Occupying the Arctic
While some people worry about alien species from outer space invading our planet, some scientists are more worried about local invasions, specifically that of plants invading territories not naturally theirs, and destroying the home plants. In the arctic, for example, human activity has introduced invasive ‘alien species’ that now call that region their home. Whether they live in harmony with native plants is unknown, as the arctic is such a vast geographical space, that some of these plants have probably never had the pleasure of getting to know each other.
How Canadian artist Tania Kitchell comments on this issue, is by recreating the exact species of these invasive plants in the arctic with abs plastic that has been formed with 3D modeling software and printed off on a 3D printer, in her piece Occupy (2012). Of course, photographs of these invasive plants were used as reference, but the proportions are all off, some plants being taller than they naturally are, in order to ask the question; does this distortion disconnect the viewer from the their perceptions of the arctic and its reality?

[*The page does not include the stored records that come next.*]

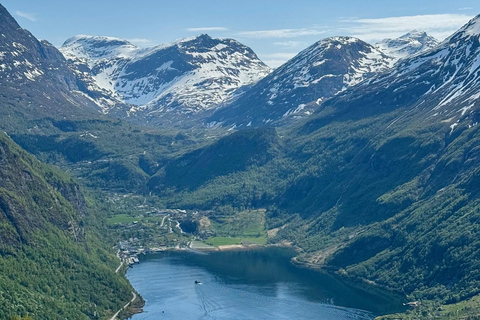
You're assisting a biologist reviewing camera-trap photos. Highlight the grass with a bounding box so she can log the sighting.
[107,213,141,224]
[205,236,267,247]
[376,295,480,320]
[205,209,267,247]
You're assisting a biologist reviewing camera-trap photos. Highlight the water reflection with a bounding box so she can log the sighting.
[127,248,400,320]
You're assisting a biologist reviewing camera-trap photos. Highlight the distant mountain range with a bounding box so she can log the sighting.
[60,35,270,123]
[60,31,437,127]
[0,6,480,318]
[375,30,439,59]
[208,37,395,127]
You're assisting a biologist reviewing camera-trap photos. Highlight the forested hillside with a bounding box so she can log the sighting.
[0,133,132,319]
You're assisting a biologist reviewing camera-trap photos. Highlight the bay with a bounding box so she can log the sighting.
[127,247,403,320]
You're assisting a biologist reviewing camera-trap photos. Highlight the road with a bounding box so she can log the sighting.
[110,292,137,320]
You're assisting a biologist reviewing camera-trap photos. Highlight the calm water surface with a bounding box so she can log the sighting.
[127,248,402,320]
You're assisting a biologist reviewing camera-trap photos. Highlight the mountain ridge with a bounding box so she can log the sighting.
[60,34,270,122]
[207,37,394,127]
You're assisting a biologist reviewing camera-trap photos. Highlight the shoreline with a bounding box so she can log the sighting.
[123,243,405,319]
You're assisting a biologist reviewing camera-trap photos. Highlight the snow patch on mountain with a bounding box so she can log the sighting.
[60,35,271,120]
[375,30,439,60]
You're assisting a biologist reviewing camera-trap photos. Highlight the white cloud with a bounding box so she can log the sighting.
[15,11,37,22]
[273,41,304,48]
[186,27,228,32]
[237,28,325,39]
[126,38,153,47]
[340,14,473,42]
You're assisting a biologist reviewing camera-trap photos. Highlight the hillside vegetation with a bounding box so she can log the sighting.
[0,133,131,319]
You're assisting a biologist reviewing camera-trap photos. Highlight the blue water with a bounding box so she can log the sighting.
[127,248,401,320]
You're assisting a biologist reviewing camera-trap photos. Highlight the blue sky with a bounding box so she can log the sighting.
[0,0,480,67]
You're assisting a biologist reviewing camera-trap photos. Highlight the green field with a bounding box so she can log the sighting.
[376,295,480,320]
[107,213,141,224]
[205,236,267,247]
[205,209,267,247]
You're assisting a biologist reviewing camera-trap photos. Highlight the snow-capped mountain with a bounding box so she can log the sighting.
[375,30,439,59]
[326,15,480,132]
[208,37,395,127]
[60,35,270,121]
[0,5,110,119]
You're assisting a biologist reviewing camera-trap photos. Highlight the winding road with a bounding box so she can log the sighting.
[110,291,137,320]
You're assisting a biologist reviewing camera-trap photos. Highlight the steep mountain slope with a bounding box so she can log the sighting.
[150,16,480,303]
[322,17,480,131]
[375,30,439,59]
[60,35,270,122]
[0,133,131,319]
[208,37,394,127]
[0,5,122,129]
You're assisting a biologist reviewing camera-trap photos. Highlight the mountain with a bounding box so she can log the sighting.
[0,5,122,129]
[149,16,480,310]
[60,34,270,123]
[326,17,480,131]
[208,37,394,127]
[375,30,439,59]
[0,132,132,319]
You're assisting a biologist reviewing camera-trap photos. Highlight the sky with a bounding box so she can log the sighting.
[0,0,480,68]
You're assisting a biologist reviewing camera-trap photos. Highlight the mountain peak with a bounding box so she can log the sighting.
[452,14,480,37]
[399,29,428,39]
[375,30,439,60]
[62,34,133,47]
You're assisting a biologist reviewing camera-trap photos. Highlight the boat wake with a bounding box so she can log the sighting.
[195,283,374,320]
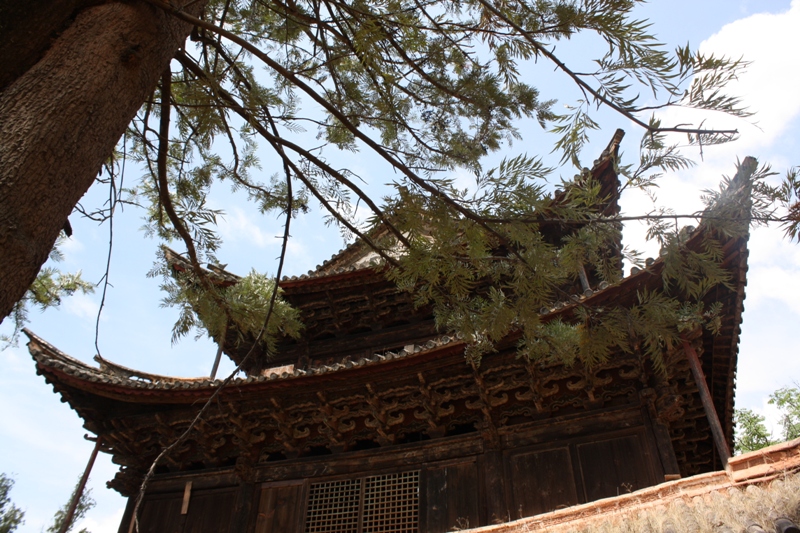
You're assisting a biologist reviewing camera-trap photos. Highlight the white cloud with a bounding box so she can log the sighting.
[219,207,280,248]
[61,293,101,320]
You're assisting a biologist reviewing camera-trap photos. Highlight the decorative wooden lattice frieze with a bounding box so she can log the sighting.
[305,470,419,533]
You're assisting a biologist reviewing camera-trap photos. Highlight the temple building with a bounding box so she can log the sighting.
[28,131,747,533]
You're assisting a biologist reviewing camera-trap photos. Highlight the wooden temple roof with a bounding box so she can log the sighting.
[26,197,747,493]
[26,130,747,494]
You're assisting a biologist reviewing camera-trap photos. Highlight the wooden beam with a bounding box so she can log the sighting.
[181,481,192,514]
[682,339,731,467]
[58,437,100,533]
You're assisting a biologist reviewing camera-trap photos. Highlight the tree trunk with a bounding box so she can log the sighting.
[0,1,205,321]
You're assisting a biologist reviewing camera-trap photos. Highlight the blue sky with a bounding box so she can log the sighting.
[0,0,800,533]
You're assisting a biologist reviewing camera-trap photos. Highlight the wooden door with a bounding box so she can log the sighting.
[139,494,183,533]
[255,481,305,533]
[183,488,236,533]
[577,434,658,501]
[422,461,481,533]
[508,447,578,518]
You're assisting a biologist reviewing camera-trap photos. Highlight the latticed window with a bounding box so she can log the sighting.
[306,470,419,533]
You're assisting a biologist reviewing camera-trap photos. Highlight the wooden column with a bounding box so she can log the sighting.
[682,339,731,468]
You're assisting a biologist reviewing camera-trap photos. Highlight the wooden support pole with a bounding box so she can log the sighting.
[210,342,222,379]
[58,437,100,533]
[682,339,731,467]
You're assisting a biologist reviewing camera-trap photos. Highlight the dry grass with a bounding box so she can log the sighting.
[509,473,800,533]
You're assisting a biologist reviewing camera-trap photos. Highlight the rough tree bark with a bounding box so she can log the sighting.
[0,1,205,322]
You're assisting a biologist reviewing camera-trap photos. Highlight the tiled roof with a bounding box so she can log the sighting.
[24,329,460,390]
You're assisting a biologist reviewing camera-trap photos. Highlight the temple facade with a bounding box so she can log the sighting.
[28,134,747,533]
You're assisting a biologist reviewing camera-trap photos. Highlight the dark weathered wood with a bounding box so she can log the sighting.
[231,483,257,533]
[421,461,481,533]
[577,434,661,501]
[478,450,511,524]
[683,339,731,467]
[183,488,237,533]
[508,447,578,518]
[59,438,100,533]
[642,400,681,480]
[138,493,183,533]
[254,481,306,533]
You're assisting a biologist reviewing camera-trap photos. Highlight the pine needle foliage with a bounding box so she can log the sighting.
[0,235,94,349]
[59,0,796,367]
[151,256,303,354]
[0,473,25,533]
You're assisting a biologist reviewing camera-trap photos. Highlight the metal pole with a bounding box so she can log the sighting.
[58,437,100,533]
[682,339,731,467]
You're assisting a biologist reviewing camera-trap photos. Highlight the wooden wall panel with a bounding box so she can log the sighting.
[577,434,658,501]
[421,461,481,533]
[255,481,305,533]
[183,488,236,533]
[138,494,183,533]
[508,447,578,518]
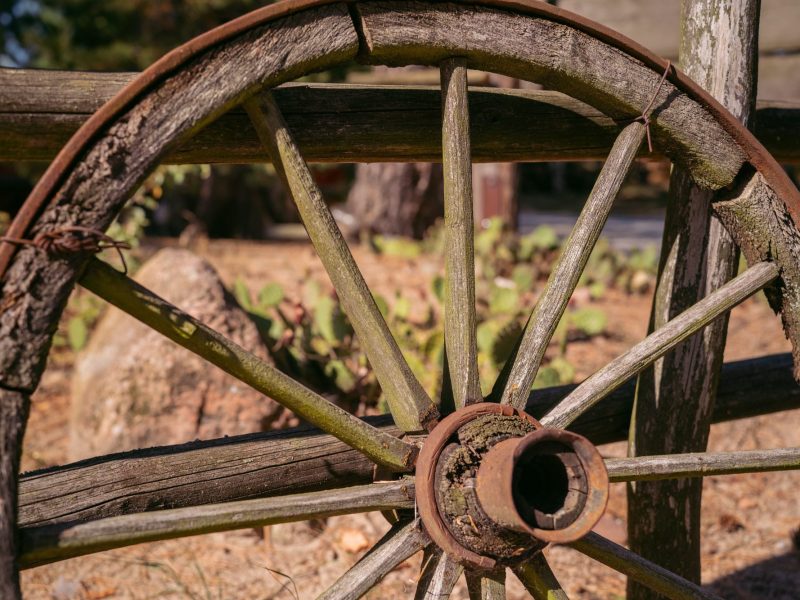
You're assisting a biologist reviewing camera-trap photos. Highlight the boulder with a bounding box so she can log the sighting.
[69,249,288,460]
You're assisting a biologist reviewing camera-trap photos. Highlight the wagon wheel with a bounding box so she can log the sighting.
[0,0,800,599]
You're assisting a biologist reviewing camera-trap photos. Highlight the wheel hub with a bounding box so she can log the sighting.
[416,403,608,569]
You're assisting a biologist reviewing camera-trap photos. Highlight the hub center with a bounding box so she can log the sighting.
[416,403,608,568]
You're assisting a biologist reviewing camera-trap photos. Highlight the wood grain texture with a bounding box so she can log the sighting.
[0,69,800,164]
[20,480,414,568]
[317,519,430,600]
[568,531,722,600]
[356,1,745,188]
[628,0,760,600]
[498,122,647,408]
[713,173,800,381]
[0,5,358,390]
[19,354,800,527]
[0,388,30,600]
[80,258,417,471]
[441,58,482,408]
[541,262,779,428]
[606,448,800,482]
[513,552,569,600]
[414,544,464,600]
[465,569,506,600]
[246,94,439,431]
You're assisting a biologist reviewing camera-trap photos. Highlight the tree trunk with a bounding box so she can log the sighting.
[340,163,444,238]
[628,0,760,600]
[0,389,30,600]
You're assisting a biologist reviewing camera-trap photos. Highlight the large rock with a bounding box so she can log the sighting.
[70,249,286,460]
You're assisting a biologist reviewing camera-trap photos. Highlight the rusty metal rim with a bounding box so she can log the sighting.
[514,428,608,544]
[415,402,542,569]
[0,0,800,279]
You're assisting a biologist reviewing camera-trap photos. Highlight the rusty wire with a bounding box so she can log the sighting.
[634,60,672,154]
[0,225,131,275]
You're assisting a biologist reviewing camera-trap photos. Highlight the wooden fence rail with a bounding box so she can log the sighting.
[0,69,800,164]
[19,354,800,527]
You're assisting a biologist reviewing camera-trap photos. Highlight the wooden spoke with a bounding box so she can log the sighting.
[514,552,569,600]
[20,481,414,568]
[541,262,779,428]
[414,544,464,600]
[569,532,721,600]
[80,259,417,470]
[318,519,430,600]
[465,569,506,600]
[441,58,481,408]
[606,448,800,482]
[245,93,439,431]
[493,121,647,409]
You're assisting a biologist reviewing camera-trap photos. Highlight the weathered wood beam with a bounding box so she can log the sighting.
[569,531,722,600]
[19,354,800,527]
[20,480,414,568]
[606,448,800,482]
[80,258,416,471]
[0,388,30,600]
[0,69,800,163]
[541,262,779,428]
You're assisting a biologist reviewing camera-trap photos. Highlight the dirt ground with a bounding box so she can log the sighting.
[18,242,800,600]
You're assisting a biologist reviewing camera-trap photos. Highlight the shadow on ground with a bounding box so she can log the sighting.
[704,551,800,600]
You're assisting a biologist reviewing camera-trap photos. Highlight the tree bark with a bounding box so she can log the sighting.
[628,0,760,600]
[0,389,30,600]
[342,163,444,238]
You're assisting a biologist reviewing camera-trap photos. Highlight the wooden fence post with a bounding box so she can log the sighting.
[628,0,760,600]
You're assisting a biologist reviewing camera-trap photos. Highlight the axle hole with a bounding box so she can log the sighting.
[514,442,585,530]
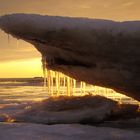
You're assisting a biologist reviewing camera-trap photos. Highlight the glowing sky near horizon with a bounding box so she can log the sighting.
[0,0,140,78]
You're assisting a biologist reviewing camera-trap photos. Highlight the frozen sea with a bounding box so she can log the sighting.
[0,78,140,140]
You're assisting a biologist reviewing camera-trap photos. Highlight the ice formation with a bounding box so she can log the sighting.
[0,14,140,100]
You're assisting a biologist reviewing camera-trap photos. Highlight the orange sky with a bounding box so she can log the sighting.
[0,0,140,78]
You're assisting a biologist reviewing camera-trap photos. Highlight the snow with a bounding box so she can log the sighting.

To help us find the answer, all the plants are placed on a 24-foot long table, allowing the viewer to ‘study’ these plants in the viewers’ natural habitat; an urban setting.
Fittingly, this piece was presented as part of the Anchorage Museums’ largest exhibition of 2012, titled, True North. The artist’s piece plays with both the title, and the issues raised by other artists in the exhibit, to really allow the public to rethink their romanticized views on the North.